Charles was born in Lewes and baptised at St John sub Castro on 06/11/1892, the 4th child of Walter and Martha Pinyoun, nee Trash. At the time his parents were living at 7 Spring Gardens and Walter was a general labourer. By 1901 they had moved to Hamsey and were living at Friendly Hall Cottages. Charles’ father died the following year. His mother moved back to Lewes and in 1911 was living at 8 York Street, but later moved to 3 New Road, becoming a Strict Baptist and attending the Providence Chapel.
Charles however had enlisted in the 1st Battalion the Duke of Cornwall’s Light Infantry and was numbered 9560. This is just 8 numbers away from Harry Percy (see his page) so it is very likely they enlisted at the same time.
Checking service numbers found on surviving enlistment papers and issued between Charles’ and Harry’s numbers, gives an enlistment date of 23/09/1910.
In 1911 they were both listed at the Gravesend Barracks. Like Harry, Charles’ army papers are no longer available to view and it is not known when he transferred to the 2nd Battalion; however he served in Hong Kong from June 1913 to September 1914. The photograph was taken in Hong Kong and shows Charles in dress uniform.
Charles’ return to the UK and subsequent entry into France is very similar to that of Harry Percy. They left Hong Kong on 21/09/1914, arrived in the UK and left again for France on 19/12/1914. Here their stories differ.
Following disembarkation at Le Havre Charles was almost immediately attached to the Staff Interpreter. He was a Count but I have been unable to identify him. He was probably not an officer of the regiment but employed by the Brigade. Charles acted as his companion and servant and they clearly got on well. It is unlikely that Charles saw action in the trenches.

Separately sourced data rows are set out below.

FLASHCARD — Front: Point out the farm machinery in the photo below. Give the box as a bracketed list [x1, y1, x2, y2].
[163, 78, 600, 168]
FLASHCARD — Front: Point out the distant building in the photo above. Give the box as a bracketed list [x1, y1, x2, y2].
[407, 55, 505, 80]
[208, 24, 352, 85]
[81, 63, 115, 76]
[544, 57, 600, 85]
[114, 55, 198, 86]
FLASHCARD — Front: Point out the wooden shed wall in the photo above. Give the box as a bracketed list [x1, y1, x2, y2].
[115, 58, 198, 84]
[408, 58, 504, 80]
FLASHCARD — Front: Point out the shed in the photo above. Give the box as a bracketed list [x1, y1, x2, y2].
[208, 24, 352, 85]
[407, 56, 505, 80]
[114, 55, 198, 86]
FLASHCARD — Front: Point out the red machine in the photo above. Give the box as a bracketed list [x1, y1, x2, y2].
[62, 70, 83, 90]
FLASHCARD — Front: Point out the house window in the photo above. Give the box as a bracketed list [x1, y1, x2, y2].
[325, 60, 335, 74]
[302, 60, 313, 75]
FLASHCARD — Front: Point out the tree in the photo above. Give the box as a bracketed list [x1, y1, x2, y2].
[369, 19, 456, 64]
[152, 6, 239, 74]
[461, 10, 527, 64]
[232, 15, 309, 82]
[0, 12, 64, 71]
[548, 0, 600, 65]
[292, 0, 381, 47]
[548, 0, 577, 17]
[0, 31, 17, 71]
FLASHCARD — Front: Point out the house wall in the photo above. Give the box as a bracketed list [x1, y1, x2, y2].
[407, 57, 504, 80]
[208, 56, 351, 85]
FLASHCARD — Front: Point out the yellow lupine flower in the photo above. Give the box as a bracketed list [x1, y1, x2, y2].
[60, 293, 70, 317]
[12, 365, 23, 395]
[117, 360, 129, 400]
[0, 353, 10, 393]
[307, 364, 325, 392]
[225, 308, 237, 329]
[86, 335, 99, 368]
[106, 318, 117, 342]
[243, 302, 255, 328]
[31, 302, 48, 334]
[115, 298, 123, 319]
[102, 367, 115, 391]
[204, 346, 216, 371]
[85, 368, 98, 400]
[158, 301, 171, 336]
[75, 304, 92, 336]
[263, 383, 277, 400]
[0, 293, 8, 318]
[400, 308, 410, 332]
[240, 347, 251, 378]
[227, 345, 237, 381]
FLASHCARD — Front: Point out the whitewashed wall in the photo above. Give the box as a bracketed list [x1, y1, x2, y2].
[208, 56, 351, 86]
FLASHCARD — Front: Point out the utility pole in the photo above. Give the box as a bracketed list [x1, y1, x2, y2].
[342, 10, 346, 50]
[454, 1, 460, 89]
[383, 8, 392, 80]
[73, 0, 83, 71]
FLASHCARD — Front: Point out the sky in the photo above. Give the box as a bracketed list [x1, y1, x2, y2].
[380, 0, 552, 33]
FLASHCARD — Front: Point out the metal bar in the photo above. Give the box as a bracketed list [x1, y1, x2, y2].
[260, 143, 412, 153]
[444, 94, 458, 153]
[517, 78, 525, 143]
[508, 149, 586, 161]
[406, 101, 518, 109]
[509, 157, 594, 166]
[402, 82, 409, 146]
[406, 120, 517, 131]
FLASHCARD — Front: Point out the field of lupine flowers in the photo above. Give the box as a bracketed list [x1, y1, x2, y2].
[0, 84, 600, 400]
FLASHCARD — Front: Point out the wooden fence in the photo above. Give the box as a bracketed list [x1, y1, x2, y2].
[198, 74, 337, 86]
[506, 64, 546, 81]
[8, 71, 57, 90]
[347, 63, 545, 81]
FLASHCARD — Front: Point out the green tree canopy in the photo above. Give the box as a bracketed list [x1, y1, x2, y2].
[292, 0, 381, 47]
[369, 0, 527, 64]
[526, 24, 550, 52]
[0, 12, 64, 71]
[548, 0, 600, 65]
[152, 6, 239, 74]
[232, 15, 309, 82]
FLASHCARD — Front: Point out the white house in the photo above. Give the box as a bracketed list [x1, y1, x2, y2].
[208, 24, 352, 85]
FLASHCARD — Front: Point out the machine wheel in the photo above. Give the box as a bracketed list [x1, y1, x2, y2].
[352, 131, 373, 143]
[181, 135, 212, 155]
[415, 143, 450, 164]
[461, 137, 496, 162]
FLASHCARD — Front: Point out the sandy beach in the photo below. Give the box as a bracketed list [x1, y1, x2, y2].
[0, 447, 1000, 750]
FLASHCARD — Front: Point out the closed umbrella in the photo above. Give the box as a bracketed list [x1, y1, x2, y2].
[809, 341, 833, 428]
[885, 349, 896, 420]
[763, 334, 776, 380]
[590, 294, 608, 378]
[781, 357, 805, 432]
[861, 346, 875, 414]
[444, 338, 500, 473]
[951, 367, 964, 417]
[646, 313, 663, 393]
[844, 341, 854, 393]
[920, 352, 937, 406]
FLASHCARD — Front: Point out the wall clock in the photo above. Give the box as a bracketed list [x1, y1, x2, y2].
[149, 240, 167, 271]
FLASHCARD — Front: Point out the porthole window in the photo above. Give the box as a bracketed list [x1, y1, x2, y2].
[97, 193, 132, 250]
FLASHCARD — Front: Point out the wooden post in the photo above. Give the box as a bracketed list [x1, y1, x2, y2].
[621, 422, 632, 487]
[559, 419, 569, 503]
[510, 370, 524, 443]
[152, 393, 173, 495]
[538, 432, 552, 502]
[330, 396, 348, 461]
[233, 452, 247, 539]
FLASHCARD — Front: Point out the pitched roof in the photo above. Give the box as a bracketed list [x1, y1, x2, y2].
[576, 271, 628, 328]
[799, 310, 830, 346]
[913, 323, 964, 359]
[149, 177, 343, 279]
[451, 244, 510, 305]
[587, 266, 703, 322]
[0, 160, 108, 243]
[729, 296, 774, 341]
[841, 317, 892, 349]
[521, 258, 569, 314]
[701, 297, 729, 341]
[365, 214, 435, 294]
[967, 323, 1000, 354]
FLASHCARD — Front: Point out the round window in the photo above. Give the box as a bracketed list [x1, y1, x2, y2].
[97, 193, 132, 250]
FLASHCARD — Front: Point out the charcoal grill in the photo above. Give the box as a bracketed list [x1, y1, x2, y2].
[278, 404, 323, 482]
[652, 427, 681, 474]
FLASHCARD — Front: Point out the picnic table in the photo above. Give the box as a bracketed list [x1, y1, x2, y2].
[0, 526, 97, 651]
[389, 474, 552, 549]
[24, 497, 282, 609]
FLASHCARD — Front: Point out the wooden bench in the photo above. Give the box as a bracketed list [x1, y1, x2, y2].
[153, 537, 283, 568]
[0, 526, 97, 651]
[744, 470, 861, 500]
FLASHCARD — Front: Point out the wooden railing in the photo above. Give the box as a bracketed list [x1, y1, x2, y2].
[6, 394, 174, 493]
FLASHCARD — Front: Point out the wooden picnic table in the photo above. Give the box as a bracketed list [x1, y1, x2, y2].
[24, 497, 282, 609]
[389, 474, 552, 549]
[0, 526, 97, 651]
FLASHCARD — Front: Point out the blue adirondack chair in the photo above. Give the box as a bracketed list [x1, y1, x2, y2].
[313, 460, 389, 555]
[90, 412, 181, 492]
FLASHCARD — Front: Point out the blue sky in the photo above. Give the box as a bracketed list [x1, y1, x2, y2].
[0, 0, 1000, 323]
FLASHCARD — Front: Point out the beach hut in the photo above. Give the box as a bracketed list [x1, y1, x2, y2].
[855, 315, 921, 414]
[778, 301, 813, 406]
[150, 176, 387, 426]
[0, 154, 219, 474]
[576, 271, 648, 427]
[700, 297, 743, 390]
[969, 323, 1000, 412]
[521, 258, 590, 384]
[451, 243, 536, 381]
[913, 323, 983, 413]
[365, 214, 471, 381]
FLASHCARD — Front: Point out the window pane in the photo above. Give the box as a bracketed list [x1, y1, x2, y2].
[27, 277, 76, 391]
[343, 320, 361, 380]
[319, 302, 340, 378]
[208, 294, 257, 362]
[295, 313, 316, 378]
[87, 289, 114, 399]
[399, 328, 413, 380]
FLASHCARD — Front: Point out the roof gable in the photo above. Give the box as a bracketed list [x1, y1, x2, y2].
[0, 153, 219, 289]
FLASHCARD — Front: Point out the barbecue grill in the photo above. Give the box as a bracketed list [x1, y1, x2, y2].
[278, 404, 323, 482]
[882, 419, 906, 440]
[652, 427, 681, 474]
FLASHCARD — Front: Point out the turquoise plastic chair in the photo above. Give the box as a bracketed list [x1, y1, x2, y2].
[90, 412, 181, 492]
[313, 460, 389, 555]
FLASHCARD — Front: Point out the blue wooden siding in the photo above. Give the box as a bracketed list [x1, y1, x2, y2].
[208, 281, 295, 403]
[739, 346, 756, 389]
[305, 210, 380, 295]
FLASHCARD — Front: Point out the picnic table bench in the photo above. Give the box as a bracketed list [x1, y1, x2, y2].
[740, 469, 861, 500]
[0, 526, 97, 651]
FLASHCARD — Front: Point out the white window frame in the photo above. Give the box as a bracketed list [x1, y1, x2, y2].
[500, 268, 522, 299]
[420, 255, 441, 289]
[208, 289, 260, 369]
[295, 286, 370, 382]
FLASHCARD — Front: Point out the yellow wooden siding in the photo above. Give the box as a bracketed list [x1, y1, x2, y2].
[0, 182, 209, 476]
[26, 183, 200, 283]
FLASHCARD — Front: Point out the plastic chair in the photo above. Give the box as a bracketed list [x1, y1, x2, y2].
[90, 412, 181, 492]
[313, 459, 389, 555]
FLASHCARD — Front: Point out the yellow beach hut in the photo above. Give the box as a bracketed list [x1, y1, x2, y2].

On 22/04/1915 whilst in a house in Ypres assigned to the Count, a shell exploded outside the door and a fragment pierced the door hitting Charles in the stomach. Despite the best efforts of the Count and other men nearby Charles died from this wound.
The Count wrote to Martha giving her the details of Charles’ death and saying that they had buried him in ‘as nice a spot as we could find’. They planted a cross of flowers on his grave. What seems certain is that the grave was not identified in a more permanent physical way.
The CWGC have him listed as having no known grave, and although the Battalion war diaries mention a heavy bombardment with shells flying into Ypres around 5 pm that day, there is no mention of any casualties from a shell burst.
Charles’ name is recorded on the Menin Gate Memorial at Ypres on panel 20, on the St John sub Castro Memorial, the St Anne’s Memorial and the Lewes War Memorial. His three medals and effects were sent to Martha.